Изучая хаотичное движение толпы на улице, Кос высматривал в незнакомцах знакомую золотистую головку, попутно вслушиваясь в то, как динамики ритмично выдают надоевшие до скрипа в ушах «юмахарт, юмасоул». Пальцы привычно расположены на руле, постукивая в ритм энергичной западной композиции. Будь рядом Белый, он бы выразился, что его уши не созданы для такого дикого запада, и на всю мощь врубил бы «Плот», напрягая горло и подпевая Лозе на всю ивановскую.

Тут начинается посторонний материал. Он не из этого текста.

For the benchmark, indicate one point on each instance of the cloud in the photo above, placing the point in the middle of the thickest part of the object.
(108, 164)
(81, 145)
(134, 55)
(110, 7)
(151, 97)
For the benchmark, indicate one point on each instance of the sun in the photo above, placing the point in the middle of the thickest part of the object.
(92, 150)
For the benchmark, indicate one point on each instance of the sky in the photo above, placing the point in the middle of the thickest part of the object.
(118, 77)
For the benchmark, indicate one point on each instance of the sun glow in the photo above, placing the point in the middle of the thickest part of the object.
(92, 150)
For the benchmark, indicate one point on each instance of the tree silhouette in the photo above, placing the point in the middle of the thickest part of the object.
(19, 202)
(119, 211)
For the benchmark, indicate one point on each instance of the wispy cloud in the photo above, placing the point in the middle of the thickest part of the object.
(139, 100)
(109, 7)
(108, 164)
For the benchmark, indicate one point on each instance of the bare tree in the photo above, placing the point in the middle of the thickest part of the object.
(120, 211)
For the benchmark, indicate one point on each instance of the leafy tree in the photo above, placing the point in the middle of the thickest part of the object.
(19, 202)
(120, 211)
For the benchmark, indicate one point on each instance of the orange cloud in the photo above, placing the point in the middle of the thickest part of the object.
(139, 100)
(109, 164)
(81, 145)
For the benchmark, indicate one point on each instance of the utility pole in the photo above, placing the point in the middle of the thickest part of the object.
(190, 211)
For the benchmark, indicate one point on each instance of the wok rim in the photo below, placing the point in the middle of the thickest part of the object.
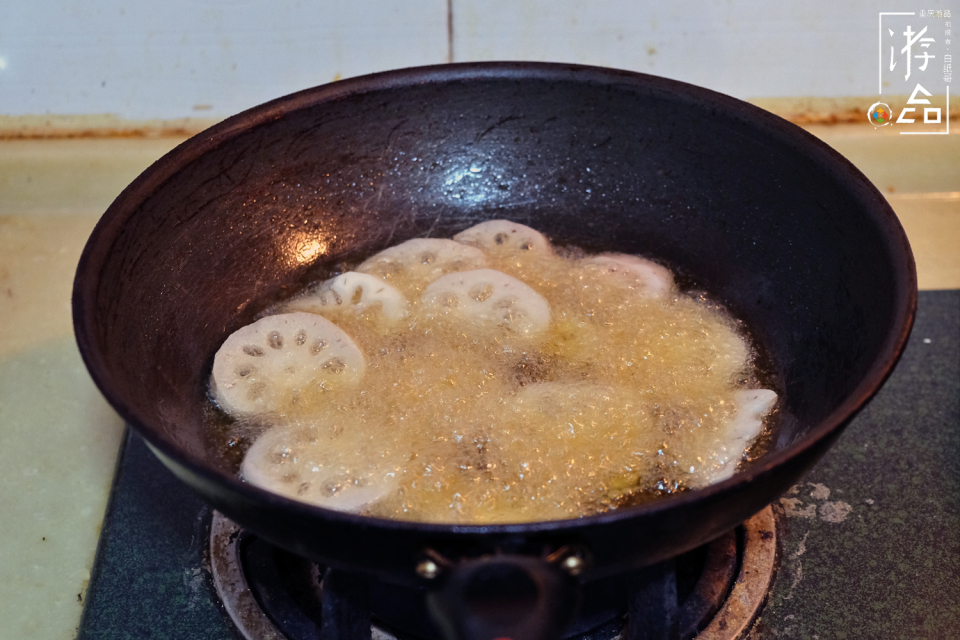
(105, 233)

Но другу никогда не везло в этом деле, потому что на переднем кресле восседала Лиза. Она не впускала Сашку вперед, каждый раз, удобно располагаясь рядом с личным водителем, и совместно с ним определяя, что будут слушать обитатели заднего ряда. С Лизкой спорить бесполезно, но Белов пытался навязать свое мнение, с упорством знатока своего дела.

– Лиза, врубай Женьку, надоело твой загнивающий запад гонять! Там девчонку… – Сашка, с видом обиженного бульдога, садился за Космосом, небрежно разваливаясь в салоне лимузина, и подвигая Пчёлкина, спящего после очередной бурной ночи, – девчоночку синие очи. Или синеглазую! Там прям вообще под настроение.

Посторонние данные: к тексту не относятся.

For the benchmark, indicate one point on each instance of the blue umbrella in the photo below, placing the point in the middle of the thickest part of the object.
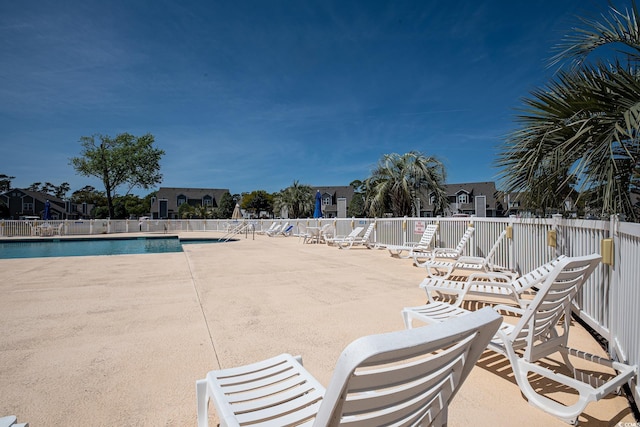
(47, 207)
(317, 213)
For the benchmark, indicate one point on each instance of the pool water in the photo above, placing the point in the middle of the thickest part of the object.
(89, 247)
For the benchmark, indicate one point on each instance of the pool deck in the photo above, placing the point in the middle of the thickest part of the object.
(121, 340)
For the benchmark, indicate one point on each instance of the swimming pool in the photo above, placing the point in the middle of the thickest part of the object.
(92, 246)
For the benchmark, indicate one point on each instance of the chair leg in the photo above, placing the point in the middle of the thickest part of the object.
(203, 401)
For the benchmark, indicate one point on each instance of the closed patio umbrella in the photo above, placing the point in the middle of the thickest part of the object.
(317, 212)
(236, 212)
(47, 208)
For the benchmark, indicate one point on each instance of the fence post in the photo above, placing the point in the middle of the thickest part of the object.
(510, 245)
(553, 238)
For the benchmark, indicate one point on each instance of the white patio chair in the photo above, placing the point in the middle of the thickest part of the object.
(536, 336)
(489, 284)
(278, 229)
(451, 253)
(335, 240)
(423, 245)
(365, 240)
(444, 268)
(403, 378)
(271, 227)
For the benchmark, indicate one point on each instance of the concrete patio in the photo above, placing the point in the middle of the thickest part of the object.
(121, 340)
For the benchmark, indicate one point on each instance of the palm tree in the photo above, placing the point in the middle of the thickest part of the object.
(583, 126)
(296, 199)
(399, 180)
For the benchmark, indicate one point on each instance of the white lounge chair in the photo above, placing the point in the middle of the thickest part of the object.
(364, 240)
(271, 227)
(536, 336)
(335, 240)
(278, 230)
(444, 268)
(405, 377)
(490, 285)
(451, 253)
(424, 245)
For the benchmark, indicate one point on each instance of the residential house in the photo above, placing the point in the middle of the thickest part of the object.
(474, 198)
(335, 200)
(26, 203)
(168, 199)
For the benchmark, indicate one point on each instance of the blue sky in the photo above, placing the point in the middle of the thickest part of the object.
(252, 95)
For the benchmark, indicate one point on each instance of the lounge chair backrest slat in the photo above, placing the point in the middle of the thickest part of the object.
(404, 380)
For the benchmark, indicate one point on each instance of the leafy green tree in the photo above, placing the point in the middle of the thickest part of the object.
(226, 205)
(186, 211)
(357, 204)
(582, 127)
(129, 206)
(88, 194)
(123, 160)
(399, 179)
(5, 182)
(257, 201)
(297, 200)
(59, 191)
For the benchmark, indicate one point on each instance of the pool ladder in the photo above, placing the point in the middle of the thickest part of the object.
(241, 228)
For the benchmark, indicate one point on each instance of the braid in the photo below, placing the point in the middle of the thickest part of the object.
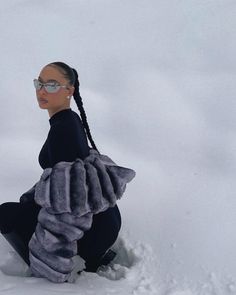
(72, 76)
(79, 102)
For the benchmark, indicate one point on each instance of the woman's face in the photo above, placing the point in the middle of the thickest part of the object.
(53, 102)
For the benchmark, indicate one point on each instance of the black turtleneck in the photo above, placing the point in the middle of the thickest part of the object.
(66, 139)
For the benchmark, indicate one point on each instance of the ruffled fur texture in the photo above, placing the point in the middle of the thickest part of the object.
(69, 194)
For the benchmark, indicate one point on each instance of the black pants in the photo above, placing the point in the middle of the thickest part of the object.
(22, 218)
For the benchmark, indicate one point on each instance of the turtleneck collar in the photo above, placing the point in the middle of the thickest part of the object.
(59, 116)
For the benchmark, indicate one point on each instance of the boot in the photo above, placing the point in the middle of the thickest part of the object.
(16, 241)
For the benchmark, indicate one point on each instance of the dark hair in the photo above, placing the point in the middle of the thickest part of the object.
(72, 76)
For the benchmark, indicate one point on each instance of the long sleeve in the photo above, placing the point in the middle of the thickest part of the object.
(66, 143)
(66, 140)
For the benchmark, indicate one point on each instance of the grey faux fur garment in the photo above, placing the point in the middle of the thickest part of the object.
(69, 194)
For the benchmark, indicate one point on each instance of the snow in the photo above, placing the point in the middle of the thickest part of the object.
(158, 86)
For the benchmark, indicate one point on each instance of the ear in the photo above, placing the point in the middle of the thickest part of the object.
(71, 90)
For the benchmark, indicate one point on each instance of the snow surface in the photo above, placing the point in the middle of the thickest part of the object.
(158, 85)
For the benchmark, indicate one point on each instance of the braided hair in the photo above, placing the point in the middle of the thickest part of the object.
(72, 76)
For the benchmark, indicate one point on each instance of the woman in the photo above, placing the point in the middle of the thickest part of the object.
(66, 141)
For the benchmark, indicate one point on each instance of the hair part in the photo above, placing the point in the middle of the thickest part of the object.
(72, 76)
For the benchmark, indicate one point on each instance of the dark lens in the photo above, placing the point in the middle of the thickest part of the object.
(52, 87)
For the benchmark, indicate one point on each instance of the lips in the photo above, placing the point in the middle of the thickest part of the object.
(42, 100)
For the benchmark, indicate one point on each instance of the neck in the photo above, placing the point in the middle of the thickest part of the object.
(54, 111)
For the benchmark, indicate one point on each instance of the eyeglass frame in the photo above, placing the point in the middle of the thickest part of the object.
(47, 84)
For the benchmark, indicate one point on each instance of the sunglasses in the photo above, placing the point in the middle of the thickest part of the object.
(50, 87)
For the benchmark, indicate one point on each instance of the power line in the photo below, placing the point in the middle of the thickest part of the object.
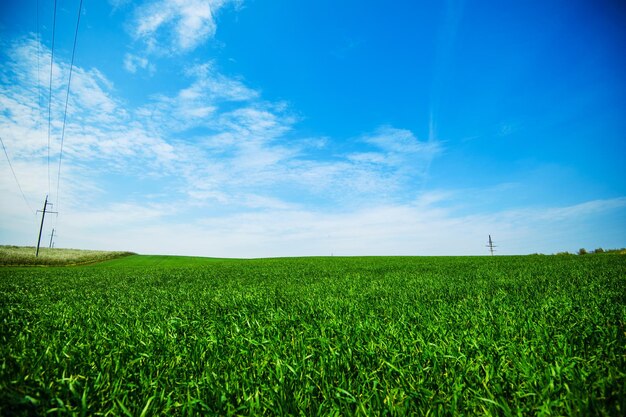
(67, 96)
(54, 24)
(15, 176)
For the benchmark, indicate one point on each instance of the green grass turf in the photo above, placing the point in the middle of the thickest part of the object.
(537, 335)
(159, 261)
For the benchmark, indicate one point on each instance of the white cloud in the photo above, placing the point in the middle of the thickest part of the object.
(133, 63)
(176, 26)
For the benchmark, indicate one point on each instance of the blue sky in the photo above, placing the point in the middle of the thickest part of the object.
(257, 128)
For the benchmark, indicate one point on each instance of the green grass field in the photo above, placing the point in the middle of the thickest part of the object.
(141, 336)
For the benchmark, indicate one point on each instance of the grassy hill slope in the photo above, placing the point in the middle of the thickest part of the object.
(25, 256)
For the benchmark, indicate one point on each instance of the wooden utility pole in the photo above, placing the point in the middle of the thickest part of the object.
(490, 245)
(51, 237)
(43, 216)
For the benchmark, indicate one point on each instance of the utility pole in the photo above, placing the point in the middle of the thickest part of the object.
(490, 245)
(43, 216)
(51, 237)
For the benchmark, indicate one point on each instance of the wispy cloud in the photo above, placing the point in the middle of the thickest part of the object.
(176, 26)
(214, 141)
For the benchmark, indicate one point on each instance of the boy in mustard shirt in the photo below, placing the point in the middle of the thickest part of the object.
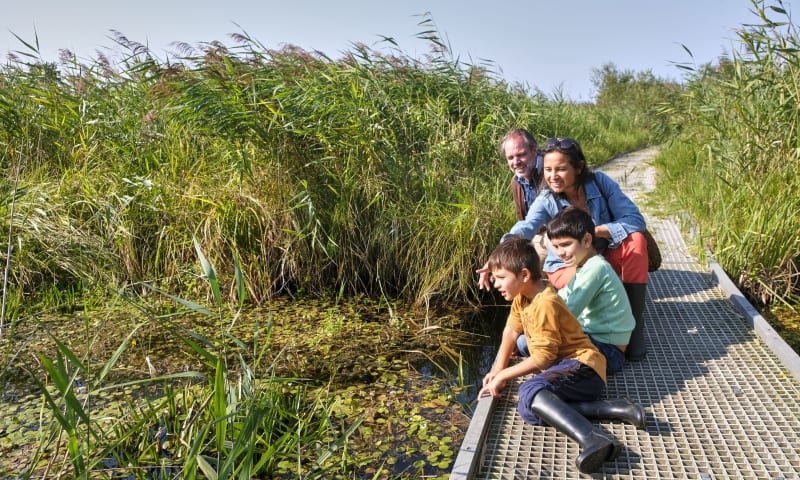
(569, 371)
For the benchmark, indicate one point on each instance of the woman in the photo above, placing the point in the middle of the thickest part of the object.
(568, 181)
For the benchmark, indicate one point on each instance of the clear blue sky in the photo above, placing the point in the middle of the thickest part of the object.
(548, 44)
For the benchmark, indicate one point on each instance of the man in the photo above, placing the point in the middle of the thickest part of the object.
(521, 152)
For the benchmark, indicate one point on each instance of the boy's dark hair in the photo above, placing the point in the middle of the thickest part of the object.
(515, 254)
(571, 222)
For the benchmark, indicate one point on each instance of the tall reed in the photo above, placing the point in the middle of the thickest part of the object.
(736, 161)
(375, 172)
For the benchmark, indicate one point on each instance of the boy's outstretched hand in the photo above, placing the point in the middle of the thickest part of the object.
(494, 387)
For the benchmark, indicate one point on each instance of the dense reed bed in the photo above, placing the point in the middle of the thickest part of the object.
(373, 175)
(734, 166)
(374, 172)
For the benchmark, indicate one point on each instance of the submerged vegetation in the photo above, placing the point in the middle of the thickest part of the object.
(173, 222)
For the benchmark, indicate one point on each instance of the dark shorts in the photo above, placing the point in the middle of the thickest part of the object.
(569, 379)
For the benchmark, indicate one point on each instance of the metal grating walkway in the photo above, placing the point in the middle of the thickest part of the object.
(721, 403)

– Белый, да шуруй ты к своей синеглазой тогда. Тебе прямо. А меня от этой песни скоро кондрашка хватит, стопудняк! – Кос медленно увеличивает звук, пытаясь своими движениями немного напомнить Лизе, как все началось, и как она не понимала, куда дует ветер. Или старательно прикидывалась, пряча себя в кукольный домик. – С меня хватит этой дворовой романтики, я на ней собаку съел! Овчарку целую, не подавился.

– Ага, Сань, чтобы у меня от этой синеглазой девчонки уши завяли? – у Лизы свои незабытые ассоциации с песней кумира всех синеглазых девчонок, приправленные воспоминанием о том, как Космос долго и упорно признавался ей в любви. Включая эту песню, раз по пять, именно когда Лиза оказывалась рядом. Учитывая, что песня длилась около шести минут, Павлова не могла сказать, что её уши не принимали форму трубочек со сгущенкой. – Ночью меня разбуди, а я кассету спрячу! Потому что Космос использовал эту песню усерднее, чем её исполнитель! Гостелерадио так не напрягалось…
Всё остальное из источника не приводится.